既然刘晶晶有兴趣,我便将两起案子的详细经过,以及我关于列车时刻表之类的一些发现全部说了出来。
刘晶晶找来一张白纸和一支水笔,将白纸一分为二,两边分别写下殷振扬和汪思贤的名字。让我将其他关联人的名字也分别写下来。
殷振扬死亡的那晚,与他在同一个酒店楼层居住的,有我、苗宁、阿珩、黄静阿姨、沈曼莉和范萱。
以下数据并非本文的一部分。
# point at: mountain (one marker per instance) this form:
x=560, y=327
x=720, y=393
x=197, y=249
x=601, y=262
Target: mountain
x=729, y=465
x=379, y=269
而与汪思贤有关的人,当时和我在同一班火车上的,有阿珩、叶妮雅、殷振兴和周煜,提前抵达古镇的有沈曼莉和范萱。
如果设定的前提是交换杀人,那么同时出现在两个地点,又和汪思贤有矛盾的阿珩和沈曼莉可以首先排除。其次是苗宁,她有杀殷振扬的动机,又没有充分的不在场证明,也不符合交换杀人的条件,同样排除。而两方面都没有杀人动机的范萱也暂时排除。
剩下黄静阿姨、叶妮雅、殷振兴和周煜。黄静阿姨出现在殷振扬身边,而叶妮雅、殷振兴和周煜和汪思贤有交集。
这个结果让我吓了一跳,这么说来,若要交换,岂不是只剩黄静阿姨有可能和叶妮雅、殷振兴、周煜这三人当中的一人交换,也就是说,黄静阿姨是杀害殷振扬的凶手?
刘晶晶说,这种可能性完全存在,后妈向来都是比较恶毒的,而且汪思贤死了,大部分家产就属于阿珩了。至于叶妮雅、殷振兴和周煜三人中,叶妮雅最有杀害殷振扬的动机,女人的仇恨有时候是非常可怕的。所以这个推理游戏最具信服力的结论是,黄静阿姨和叶妮雅交换杀人。
我被这个结果惊呆了,我不敢相信黄静阿姨会杀人,她是阿珩的妈妈呀,阿珩的妈妈,怎么会杀人,怎么可以杀人?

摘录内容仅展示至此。